21 Maj 2019, Wto 21:12, PID: 793030 
(Ten post był ostatnio modyfikowany: 21 Maj 2019, Wto 21:40 przez melancolie.)
	
	
	
		Dostałam propozycje pracy przy pilnowaniu dzieci w parku zabaw. Głównie będzie ona na tym polegać, właśnie na pilnowaniu ich, żeby nie uciekły ale też od czasu do czasu będą organizowane zajęcia plastyczne i takie tam. Z tymi zajęciami to trochę gorzej, bo trzeba będzie im tłumaczyć co mają robić albo popisywać się umiejętnościami plastycznymi, których nie mam ale chyba dam radę.
W każdym razie, czy zastanawialiście się kiedyś nad praca z dziećmi? Wydaję mi się, że większość fobików nie miałaby stresa pracować z dziećmi, jednak dzieci tak nie oceniają, a jak są wredne to nie jak współpracownicy plotkujący o tobie, ale po prostu, bo dzieci tak maja. Ja może aż tak nie pałam miłością to wszystkich małych istot ale też nie gardzę ich towarzystwem, można się powygłupiać i wrócić do lat dziecinnych.

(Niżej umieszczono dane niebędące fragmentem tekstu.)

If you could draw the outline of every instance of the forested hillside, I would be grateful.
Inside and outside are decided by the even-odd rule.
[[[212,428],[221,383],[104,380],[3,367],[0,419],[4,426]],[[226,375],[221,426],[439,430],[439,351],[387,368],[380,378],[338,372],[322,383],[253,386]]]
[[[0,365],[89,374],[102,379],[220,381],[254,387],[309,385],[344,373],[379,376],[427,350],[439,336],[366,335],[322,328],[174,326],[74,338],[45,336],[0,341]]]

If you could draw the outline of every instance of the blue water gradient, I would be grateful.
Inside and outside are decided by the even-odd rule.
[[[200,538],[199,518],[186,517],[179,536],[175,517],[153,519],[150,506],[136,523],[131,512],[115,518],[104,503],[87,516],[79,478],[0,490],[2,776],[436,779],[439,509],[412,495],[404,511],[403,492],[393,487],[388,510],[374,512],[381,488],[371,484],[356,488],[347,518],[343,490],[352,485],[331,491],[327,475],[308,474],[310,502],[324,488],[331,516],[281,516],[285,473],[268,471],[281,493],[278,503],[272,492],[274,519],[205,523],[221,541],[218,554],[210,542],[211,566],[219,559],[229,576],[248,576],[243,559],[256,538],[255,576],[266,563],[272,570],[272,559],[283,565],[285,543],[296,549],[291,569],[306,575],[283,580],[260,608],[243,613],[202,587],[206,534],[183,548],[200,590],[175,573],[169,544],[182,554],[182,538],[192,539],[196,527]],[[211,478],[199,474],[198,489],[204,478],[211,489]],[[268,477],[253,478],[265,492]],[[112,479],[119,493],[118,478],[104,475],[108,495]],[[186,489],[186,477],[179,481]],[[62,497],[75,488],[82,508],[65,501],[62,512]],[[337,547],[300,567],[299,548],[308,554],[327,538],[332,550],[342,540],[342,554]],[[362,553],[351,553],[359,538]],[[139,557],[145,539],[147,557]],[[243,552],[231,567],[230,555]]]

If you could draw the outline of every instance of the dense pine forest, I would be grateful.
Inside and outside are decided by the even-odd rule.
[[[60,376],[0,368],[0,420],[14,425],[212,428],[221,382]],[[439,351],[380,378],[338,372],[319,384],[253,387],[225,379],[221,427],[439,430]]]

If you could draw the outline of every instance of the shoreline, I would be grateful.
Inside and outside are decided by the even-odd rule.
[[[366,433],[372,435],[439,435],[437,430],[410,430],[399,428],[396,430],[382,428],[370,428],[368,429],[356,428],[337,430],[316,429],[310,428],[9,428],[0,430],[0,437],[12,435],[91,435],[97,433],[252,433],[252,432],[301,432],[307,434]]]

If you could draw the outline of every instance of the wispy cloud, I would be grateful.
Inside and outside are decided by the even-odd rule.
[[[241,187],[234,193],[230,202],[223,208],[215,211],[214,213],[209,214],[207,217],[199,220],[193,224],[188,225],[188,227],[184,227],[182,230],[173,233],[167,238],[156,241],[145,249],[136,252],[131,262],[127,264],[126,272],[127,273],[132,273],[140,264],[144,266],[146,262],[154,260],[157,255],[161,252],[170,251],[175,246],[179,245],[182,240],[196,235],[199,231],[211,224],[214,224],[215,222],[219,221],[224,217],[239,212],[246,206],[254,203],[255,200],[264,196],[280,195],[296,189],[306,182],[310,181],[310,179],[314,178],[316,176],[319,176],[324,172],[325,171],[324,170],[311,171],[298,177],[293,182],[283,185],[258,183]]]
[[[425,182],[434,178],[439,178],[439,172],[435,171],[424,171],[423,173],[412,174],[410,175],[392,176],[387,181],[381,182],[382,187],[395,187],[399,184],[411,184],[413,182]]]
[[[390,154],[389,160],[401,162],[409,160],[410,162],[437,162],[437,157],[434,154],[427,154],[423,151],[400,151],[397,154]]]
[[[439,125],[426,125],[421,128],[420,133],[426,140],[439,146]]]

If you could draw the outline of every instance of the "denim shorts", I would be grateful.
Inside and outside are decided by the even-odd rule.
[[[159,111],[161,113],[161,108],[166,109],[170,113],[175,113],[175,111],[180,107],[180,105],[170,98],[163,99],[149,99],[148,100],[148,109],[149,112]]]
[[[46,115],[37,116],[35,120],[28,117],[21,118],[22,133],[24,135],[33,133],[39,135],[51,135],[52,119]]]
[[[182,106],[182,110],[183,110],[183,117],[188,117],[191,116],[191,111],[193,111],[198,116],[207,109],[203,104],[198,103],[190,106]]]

Poza tym jeśli mnie przyjmą to będzie cud świata więc chyba już to nie ma znaczenia jaka to jest praca, byle w niej pracować chociaż przez miesiąc.
	
	
	
	
W każdym razie, czy zastanawialiście się kiedyś nad praca z dziećmi? Wydaję mi się, że większość fobików nie miałaby stresa pracować z dziećmi, jednak dzieci tak nie oceniają, a jak są wredne to nie jak współpracownicy plotkujący o tobie, ale po prostu, bo dzieci tak maja. Ja może aż tak nie pałam miłością to wszystkich małych istot ale też nie gardzę ich towarzystwem, można się powygłupiać i wrócić do lat dziecinnych.
Poza tym jeśli mnie przyjmą to będzie cud świata więc chyba już to nie ma znaczenia jaka to jest praca, byle w niej pracować chociaż przez miesiąc.
 PhS
 jednorazowo jeszcze ok ale jako stała praca-nigdy 
	
			
 Nie czuję się najlepsza w tych kontaktach i na początku było dziwnie, ale potem się oswoilam z nimi, a dla tych dzieciaków jestem po prostu dorosłą Panią... Dzieci potrafią człowieka czasem wyrwać z odretwienia. Pamiętam jak kilka lat temu opiekowałam się trochę dzieciakami i miałam kiepski stan psychiczny, to (pomimo wad, bo jakoś to nie była moja wymarzona praca( ich spontaniczność, śmiech, dynamicznosc, czy jakieś wybuchy czułości pomagały mi przywracac w sobie normalne emocje i kwestionować pewne nawyki myślowe.